The 10 most important predictors in the optimal nonlinear model are as follows (in order of importance): ManufacturingProcess13, BiologicalMaterial06, ManufacturingProcess32, ManufacturingProcess17, BiologicalMaterial12, ManufacturingProcess36, BiologicalMaterial03, ManufacturingProcess09, BiologicalMaterial02, ManufacturingProcess31. Process variables dominate this list, but not by much! It is close to an even split between biological and process variables. The optimal partial least squares linear model from 6.3 (published on RPubs here) yielded the following predictors in order of importance:

Most important predictors in partial least squares (linear) model are manufacturing processes.

They are all manufacturing processes, most of which were also captured in the list of important nonlinear predictors.

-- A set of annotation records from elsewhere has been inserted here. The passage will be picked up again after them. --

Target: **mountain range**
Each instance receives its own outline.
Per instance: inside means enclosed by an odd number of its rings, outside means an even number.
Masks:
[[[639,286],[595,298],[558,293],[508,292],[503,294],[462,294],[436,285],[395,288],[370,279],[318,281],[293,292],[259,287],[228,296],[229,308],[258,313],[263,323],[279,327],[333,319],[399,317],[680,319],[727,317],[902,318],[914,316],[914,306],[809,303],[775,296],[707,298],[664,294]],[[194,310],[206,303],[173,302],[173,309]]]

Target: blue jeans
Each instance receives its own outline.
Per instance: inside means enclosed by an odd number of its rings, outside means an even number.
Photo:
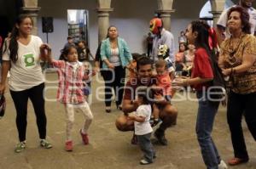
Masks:
[[[196,135],[201,147],[202,158],[207,169],[218,169],[220,162],[217,148],[212,138],[214,117],[218,111],[218,103],[209,102],[202,92],[197,92],[199,107],[196,119]]]
[[[137,135],[138,144],[144,153],[144,158],[148,162],[152,162],[155,156],[155,151],[150,141],[151,132],[145,135]]]

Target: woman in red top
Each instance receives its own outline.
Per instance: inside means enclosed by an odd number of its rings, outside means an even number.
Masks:
[[[196,135],[202,158],[208,169],[224,169],[227,166],[221,161],[211,136],[218,103],[212,104],[207,97],[208,83],[213,79],[209,58],[212,54],[208,45],[209,30],[210,26],[203,21],[192,21],[189,25],[186,37],[189,43],[195,46],[192,76],[189,79],[176,79],[174,85],[195,87],[199,103]]]

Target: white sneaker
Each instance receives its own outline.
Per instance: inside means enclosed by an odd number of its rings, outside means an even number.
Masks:
[[[226,163],[224,161],[220,161],[220,163],[218,165],[218,169],[227,169],[228,166]]]

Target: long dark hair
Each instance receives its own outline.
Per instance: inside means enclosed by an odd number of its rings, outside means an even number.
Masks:
[[[242,32],[244,32],[246,34],[250,34],[251,33],[251,25],[249,22],[250,15],[247,13],[247,11],[246,11],[244,9],[244,8],[242,8],[241,6],[232,7],[228,11],[228,18],[230,18],[231,13],[234,11],[238,12],[240,14],[241,24],[242,25],[241,26]]]
[[[10,59],[15,63],[18,59],[18,42],[17,42],[17,37],[19,36],[19,29],[16,27],[16,25],[20,25],[20,24],[23,22],[23,20],[26,18],[29,18],[31,21],[32,22],[32,18],[29,15],[26,14],[20,14],[18,16],[15,25],[13,28],[13,31],[11,32],[11,37],[9,40],[9,49],[10,51]],[[32,23],[33,24],[33,23]],[[7,48],[6,48],[7,49]],[[5,52],[5,51],[4,51]]]
[[[209,31],[210,25],[204,20],[195,20],[191,22],[192,32],[197,32],[197,37],[195,42],[196,48],[203,48],[207,50],[209,56],[212,56],[213,51],[209,46]]]

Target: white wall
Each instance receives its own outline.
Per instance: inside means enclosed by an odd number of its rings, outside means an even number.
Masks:
[[[203,0],[176,0],[173,8],[176,12],[172,14],[172,32],[175,41],[180,31],[184,30],[187,25],[199,17]],[[52,4],[52,5],[50,5]],[[42,33],[42,16],[52,16],[54,18],[54,32],[49,34],[49,43],[52,46],[53,54],[57,59],[60,50],[67,42],[67,9],[89,10],[89,45],[92,54],[97,48],[98,26],[96,0],[76,0],[70,3],[62,0],[38,0],[41,7],[38,16],[38,36],[46,42],[46,36]],[[154,17],[157,9],[156,0],[112,0],[113,11],[110,13],[110,25],[114,25],[119,29],[119,37],[128,43],[132,53],[145,53],[145,38],[148,32],[149,20]],[[176,47],[177,43],[176,43]]]

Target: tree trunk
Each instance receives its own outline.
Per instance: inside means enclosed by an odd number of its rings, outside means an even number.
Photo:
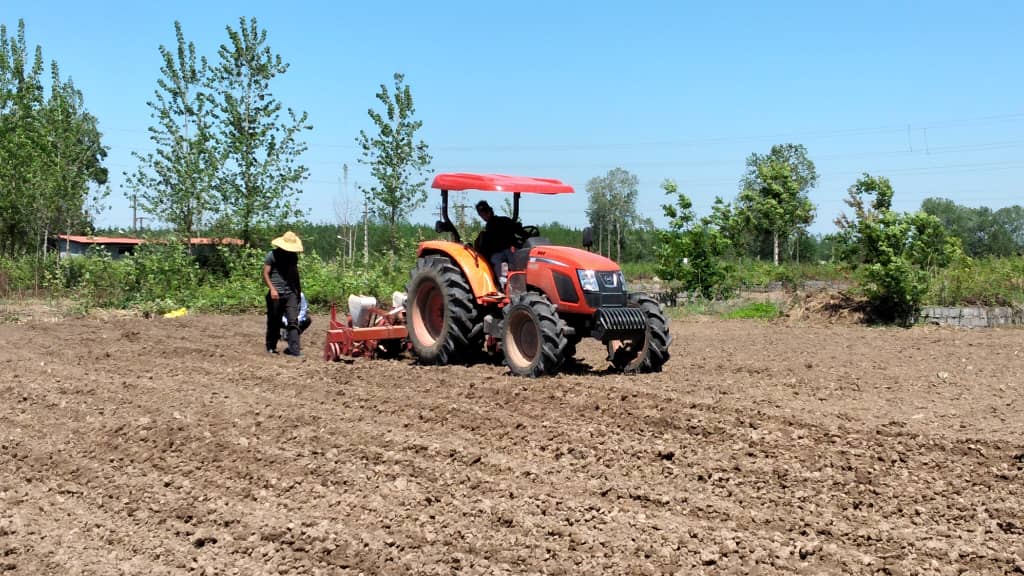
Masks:
[[[615,222],[615,261],[623,261],[623,229]]]
[[[362,263],[370,263],[370,204],[362,202]]]
[[[773,258],[773,261],[775,262],[775,265],[778,265],[778,233],[777,232],[771,233],[771,240],[772,240],[772,258]]]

Explore the relationships between the top predictors and the response for the predictors that are unique to the optimal nonlinear regression model. Do these plots reveal intuition about the biological or process predictors and their relationship with yield?

linear_predictors <- paste0("ManufacturingProcess", c(32, 36, 13, 17, 09, 06))
top_predictors_data <- ChemicalManufacturingProcess[, c(importance |>
    rownames() |>
    head(10) |>
    setdiff(linear_predictors), "Yield")]

# Create correlation plot
ggpairs(top_predictors_data) +
    theme_classic()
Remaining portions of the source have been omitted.